2011, art by Lorraine Brevig for the story "Chameleon" by velvet_mace, portrait of Sherlock oil on canvas board 12"-h x 9"-w

This Sherlock Holmes reflects some aspects of Jeremy Brett's iconic performance[1], but has unique characteristics. The character appears to be in his late twenties[2], much younger than most filmed versions, which usually cast actors in their 40s, 50s or even 60s. The BBC series also emphasizes both his social awkwardness (implied in some of the stories) and his genius. Most unusually, he is presented as lacking empathy, and it is implied that he has been diagnosed with a personality disorder, though this is subject to some debate by fans.

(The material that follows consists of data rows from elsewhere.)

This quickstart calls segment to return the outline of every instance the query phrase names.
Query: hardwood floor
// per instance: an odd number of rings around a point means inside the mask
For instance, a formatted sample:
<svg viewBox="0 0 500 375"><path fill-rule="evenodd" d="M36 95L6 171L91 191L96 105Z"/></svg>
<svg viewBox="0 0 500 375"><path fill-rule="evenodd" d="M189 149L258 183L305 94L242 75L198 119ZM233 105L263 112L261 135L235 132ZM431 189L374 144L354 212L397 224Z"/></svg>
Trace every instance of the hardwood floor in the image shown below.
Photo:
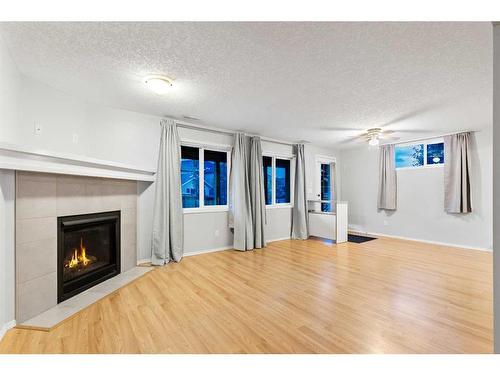
<svg viewBox="0 0 500 375"><path fill-rule="evenodd" d="M186 257L1 353L490 353L492 254L382 238Z"/></svg>

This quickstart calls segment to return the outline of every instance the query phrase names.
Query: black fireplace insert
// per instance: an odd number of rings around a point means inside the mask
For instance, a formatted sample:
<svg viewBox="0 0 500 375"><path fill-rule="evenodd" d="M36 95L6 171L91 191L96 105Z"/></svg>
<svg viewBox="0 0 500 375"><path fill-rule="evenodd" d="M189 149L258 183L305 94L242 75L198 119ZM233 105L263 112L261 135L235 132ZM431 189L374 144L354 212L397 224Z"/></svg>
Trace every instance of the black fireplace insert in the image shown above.
<svg viewBox="0 0 500 375"><path fill-rule="evenodd" d="M57 219L57 301L120 273L120 211Z"/></svg>

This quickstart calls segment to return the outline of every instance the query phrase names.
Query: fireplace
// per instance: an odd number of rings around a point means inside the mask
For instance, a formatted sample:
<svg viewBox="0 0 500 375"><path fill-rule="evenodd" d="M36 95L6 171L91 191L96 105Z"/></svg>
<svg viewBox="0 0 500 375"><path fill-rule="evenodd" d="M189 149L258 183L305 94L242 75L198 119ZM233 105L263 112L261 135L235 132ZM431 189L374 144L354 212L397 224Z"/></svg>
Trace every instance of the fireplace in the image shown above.
<svg viewBox="0 0 500 375"><path fill-rule="evenodd" d="M57 301L120 273L120 211L57 218Z"/></svg>

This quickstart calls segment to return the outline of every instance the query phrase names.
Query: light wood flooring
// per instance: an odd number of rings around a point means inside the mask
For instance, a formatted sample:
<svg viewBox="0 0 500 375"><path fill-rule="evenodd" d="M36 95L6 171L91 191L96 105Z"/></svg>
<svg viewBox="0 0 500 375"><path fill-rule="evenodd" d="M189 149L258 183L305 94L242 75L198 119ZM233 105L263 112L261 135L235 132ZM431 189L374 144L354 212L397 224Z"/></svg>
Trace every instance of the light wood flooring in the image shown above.
<svg viewBox="0 0 500 375"><path fill-rule="evenodd" d="M157 268L0 353L490 353L492 254L285 240Z"/></svg>

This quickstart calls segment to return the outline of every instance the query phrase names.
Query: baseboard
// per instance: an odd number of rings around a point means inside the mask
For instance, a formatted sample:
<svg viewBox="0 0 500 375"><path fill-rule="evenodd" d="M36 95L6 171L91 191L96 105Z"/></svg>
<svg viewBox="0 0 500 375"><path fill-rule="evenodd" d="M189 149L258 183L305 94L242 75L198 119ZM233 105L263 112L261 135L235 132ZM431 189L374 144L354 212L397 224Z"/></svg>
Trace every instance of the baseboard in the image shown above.
<svg viewBox="0 0 500 375"><path fill-rule="evenodd" d="M16 326L15 320L11 320L10 322L5 323L3 327L0 328L0 340L3 338L3 336L5 335L5 333L7 333L9 329L14 328L15 326Z"/></svg>
<svg viewBox="0 0 500 375"><path fill-rule="evenodd" d="M232 248L233 248L232 246L215 247L213 249L197 250L197 251L193 251L193 252L190 252L190 253L185 253L184 256L185 257L190 257L192 255L216 253L217 251L231 250Z"/></svg>
<svg viewBox="0 0 500 375"><path fill-rule="evenodd" d="M276 241L283 241L283 240L289 240L290 236L288 237L282 237L282 238L275 238L272 240L268 240L267 242L276 242ZM189 253L185 253L185 257L190 257L193 255L201 255L201 254L208 254L208 253L216 253L218 251L224 251L224 250L231 250L233 247L232 246L223 246L223 247L215 247L213 249L205 249L205 250L197 250L197 251L192 251ZM144 258L144 259L139 259L137 261L137 265L141 265L144 263L151 263L151 258Z"/></svg>
<svg viewBox="0 0 500 375"><path fill-rule="evenodd" d="M385 233L365 232L365 231L360 231L358 229L353 229L353 228L349 229L349 233L361 234L361 235L366 235L366 236L374 236L374 237L387 237L387 238L394 238L394 239L405 240L405 241L423 242L423 243L428 243L428 244L432 244L432 245L456 247L458 249L464 249L464 250L486 251L486 252L490 252L490 253L493 251L492 249L488 249L485 247L470 247L470 246L464 246L464 245L457 245L457 244L449 243L449 242L423 240L421 238L396 236L396 235L385 234Z"/></svg>
<svg viewBox="0 0 500 375"><path fill-rule="evenodd" d="M290 240L292 237L288 236L288 237L281 237L281 238L275 238L273 240L267 240L267 242L276 242L276 241L284 241L284 240Z"/></svg>

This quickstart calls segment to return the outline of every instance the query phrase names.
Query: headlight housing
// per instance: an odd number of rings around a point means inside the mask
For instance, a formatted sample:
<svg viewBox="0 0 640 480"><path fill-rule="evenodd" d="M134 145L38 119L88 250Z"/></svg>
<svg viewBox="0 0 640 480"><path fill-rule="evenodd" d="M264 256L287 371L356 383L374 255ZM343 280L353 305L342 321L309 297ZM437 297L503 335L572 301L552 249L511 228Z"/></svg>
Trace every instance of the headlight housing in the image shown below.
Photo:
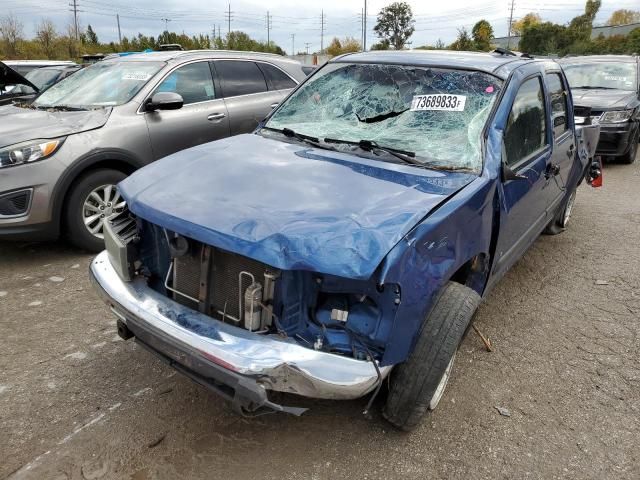
<svg viewBox="0 0 640 480"><path fill-rule="evenodd" d="M633 110L612 110L604 112L600 117L600 123L622 123L631 118Z"/></svg>
<svg viewBox="0 0 640 480"><path fill-rule="evenodd" d="M50 157L60 149L65 138L30 140L4 147L0 149L0 168L13 167Z"/></svg>

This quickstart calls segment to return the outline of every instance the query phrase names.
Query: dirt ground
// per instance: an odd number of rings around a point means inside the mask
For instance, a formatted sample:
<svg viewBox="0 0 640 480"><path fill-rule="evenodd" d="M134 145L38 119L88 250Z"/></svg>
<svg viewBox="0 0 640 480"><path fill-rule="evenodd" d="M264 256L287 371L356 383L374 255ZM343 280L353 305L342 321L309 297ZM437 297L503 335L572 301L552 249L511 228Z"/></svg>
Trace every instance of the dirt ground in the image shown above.
<svg viewBox="0 0 640 480"><path fill-rule="evenodd" d="M116 336L64 243L0 243L0 478L638 479L640 162L581 187L481 306L412 434L352 402L236 416ZM502 416L496 407L507 409Z"/></svg>

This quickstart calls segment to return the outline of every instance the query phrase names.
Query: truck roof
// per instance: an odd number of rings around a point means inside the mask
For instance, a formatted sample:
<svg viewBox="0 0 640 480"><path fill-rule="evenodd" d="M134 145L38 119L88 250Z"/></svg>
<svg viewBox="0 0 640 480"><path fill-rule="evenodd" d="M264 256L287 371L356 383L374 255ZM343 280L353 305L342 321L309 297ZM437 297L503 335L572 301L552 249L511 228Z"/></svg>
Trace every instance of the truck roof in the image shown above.
<svg viewBox="0 0 640 480"><path fill-rule="evenodd" d="M479 70L506 78L514 68L527 62L547 62L518 55L494 52L460 52L453 50L376 50L342 55L331 62L390 63L429 67Z"/></svg>

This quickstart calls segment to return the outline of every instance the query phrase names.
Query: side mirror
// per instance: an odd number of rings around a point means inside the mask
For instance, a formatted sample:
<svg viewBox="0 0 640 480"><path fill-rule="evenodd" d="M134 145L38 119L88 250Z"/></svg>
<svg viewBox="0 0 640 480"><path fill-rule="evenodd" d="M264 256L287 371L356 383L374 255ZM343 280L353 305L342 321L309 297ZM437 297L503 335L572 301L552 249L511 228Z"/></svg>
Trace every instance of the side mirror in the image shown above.
<svg viewBox="0 0 640 480"><path fill-rule="evenodd" d="M184 100L180 94L175 92L158 92L147 99L144 104L144 109L147 112L154 112L156 110L178 110L182 108L183 104Z"/></svg>

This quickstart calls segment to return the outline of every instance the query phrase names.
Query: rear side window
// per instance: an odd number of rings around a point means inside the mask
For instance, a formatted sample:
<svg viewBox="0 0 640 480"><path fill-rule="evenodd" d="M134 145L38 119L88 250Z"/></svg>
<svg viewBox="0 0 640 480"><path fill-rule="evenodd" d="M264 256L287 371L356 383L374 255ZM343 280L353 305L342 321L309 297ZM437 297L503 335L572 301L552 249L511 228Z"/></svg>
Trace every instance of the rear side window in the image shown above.
<svg viewBox="0 0 640 480"><path fill-rule="evenodd" d="M269 90L285 90L296 86L289 75L268 63L258 63L269 85Z"/></svg>
<svg viewBox="0 0 640 480"><path fill-rule="evenodd" d="M551 120L553 133L557 137L569 130L567 122L567 91L562 78L557 73L547 74L547 86L551 95Z"/></svg>
<svg viewBox="0 0 640 480"><path fill-rule="evenodd" d="M218 60L215 66L225 97L267 91L264 75L254 62Z"/></svg>
<svg viewBox="0 0 640 480"><path fill-rule="evenodd" d="M215 90L209 63L189 63L174 70L158 85L156 92L178 93L185 105L213 100Z"/></svg>
<svg viewBox="0 0 640 480"><path fill-rule="evenodd" d="M540 77L530 78L518 90L504 134L507 164L513 165L547 145L547 118Z"/></svg>

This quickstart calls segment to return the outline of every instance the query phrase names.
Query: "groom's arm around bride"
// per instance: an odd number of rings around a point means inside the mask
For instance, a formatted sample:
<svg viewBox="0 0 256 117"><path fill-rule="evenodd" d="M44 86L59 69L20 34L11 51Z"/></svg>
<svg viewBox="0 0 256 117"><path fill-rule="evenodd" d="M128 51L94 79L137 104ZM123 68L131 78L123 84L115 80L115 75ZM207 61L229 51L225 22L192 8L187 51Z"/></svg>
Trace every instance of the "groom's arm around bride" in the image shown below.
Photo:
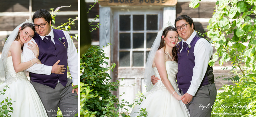
<svg viewBox="0 0 256 117"><path fill-rule="evenodd" d="M73 117L78 112L78 89L75 89L77 93L74 93L72 86L72 83L73 86L78 84L77 51L67 32L52 28L52 20L49 12L45 9L38 10L33 15L32 20L37 33L33 39L39 48L38 59L44 65L34 65L27 70L31 72L31 83L48 116L56 117L59 107L63 116ZM27 46L24 46L23 51ZM35 57L31 50L28 50L24 57ZM65 69L67 66L72 80L67 78ZM54 70L56 68L57 71ZM41 74L33 73L36 72Z"/></svg>

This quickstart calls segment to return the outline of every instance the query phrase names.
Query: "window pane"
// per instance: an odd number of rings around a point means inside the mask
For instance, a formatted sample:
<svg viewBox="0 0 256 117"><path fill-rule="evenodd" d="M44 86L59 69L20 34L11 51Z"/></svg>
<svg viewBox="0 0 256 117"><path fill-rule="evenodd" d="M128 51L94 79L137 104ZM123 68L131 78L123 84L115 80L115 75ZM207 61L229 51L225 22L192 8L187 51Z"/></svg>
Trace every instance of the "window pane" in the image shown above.
<svg viewBox="0 0 256 117"><path fill-rule="evenodd" d="M147 33L147 48L151 48L157 35L157 33Z"/></svg>
<svg viewBox="0 0 256 117"><path fill-rule="evenodd" d="M144 30L144 15L133 16L133 30Z"/></svg>
<svg viewBox="0 0 256 117"><path fill-rule="evenodd" d="M146 52L146 62L147 62L147 57L148 57L148 54L149 54L149 51L147 51Z"/></svg>
<svg viewBox="0 0 256 117"><path fill-rule="evenodd" d="M147 15L147 30L157 30L157 15Z"/></svg>
<svg viewBox="0 0 256 117"><path fill-rule="evenodd" d="M143 67L143 52L134 52L132 53L132 64L134 67Z"/></svg>
<svg viewBox="0 0 256 117"><path fill-rule="evenodd" d="M119 47L121 49L131 48L131 34L119 34Z"/></svg>
<svg viewBox="0 0 256 117"><path fill-rule="evenodd" d="M130 66L130 52L120 52L119 53L119 66Z"/></svg>
<svg viewBox="0 0 256 117"><path fill-rule="evenodd" d="M144 48L144 33L133 33L133 48Z"/></svg>
<svg viewBox="0 0 256 117"><path fill-rule="evenodd" d="M120 30L130 30L131 15L120 15L119 17L119 28Z"/></svg>

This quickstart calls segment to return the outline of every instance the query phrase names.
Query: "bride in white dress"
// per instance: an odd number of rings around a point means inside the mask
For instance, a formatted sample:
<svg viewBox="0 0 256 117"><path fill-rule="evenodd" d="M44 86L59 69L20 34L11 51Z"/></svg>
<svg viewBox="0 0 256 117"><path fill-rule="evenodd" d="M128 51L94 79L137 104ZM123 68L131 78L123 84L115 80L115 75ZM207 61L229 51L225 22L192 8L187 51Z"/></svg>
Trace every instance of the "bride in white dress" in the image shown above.
<svg viewBox="0 0 256 117"><path fill-rule="evenodd" d="M32 38L35 32L33 25L27 22L33 23L27 20L18 26L4 47L0 59L0 79L4 83L0 85L0 91L3 92L6 85L10 88L7 88L4 95L0 95L0 101L8 97L15 101L11 106L13 112L8 113L11 117L47 117L39 96L23 71L34 64L41 64L37 58L22 63L22 46ZM35 55L39 54L36 50L30 49Z"/></svg>
<svg viewBox="0 0 256 117"><path fill-rule="evenodd" d="M168 24L168 26L170 25ZM143 95L146 99L140 105L134 106L130 114L131 117L138 116L139 110L142 108L146 108L148 113L147 117L189 116L181 101L176 81L178 72L176 45L178 35L173 27L163 29L162 32L158 33L147 61L144 81L147 92ZM150 80L152 75L160 79L153 86Z"/></svg>

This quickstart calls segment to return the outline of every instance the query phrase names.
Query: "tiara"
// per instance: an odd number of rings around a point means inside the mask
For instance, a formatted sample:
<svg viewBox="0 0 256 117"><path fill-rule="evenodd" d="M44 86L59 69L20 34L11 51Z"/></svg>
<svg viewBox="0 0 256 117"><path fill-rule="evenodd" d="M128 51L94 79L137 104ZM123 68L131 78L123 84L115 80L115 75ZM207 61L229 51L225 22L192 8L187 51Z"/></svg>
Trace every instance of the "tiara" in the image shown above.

Well-dressed: Because the wardrobe department gave Sherlock such expensive clothes in the miniseries, fanfiction has invented various explanations for the discrepancy between his immaculate appearance and his careless lifestyle. Meanwhile, plenty of fans are merely thankful for the existence of Sherlock's coat: see Get Your Coat, a vid by HRS, and The Coat, an illustrated print story on index cards.

Sherlock's Mind

Since Sherlock says in canon that he is a "high-functioning sociopath", quite a bit of discussion and fanworks have come up analyzing and interpreting what this means and if it should be taken seriously. Some fans believe he does have a personality disorder ("sociopath"), others believe he could be on the autistic spectrum and possibly has Asperger's syndrome (which is how Benedict Cumberbatch says he plays him, and which John mentions as a possibility), and some fans think he's a neurotypical bastard or just an intelligent jerk. In the case of the latter options, his self-diagnosis of sociopathy wouldn't be taken seriously -- possibly because he misdiagnosed himself or because he just said it to make Anderson leave him alone. There's plenty of fic for all interpretations.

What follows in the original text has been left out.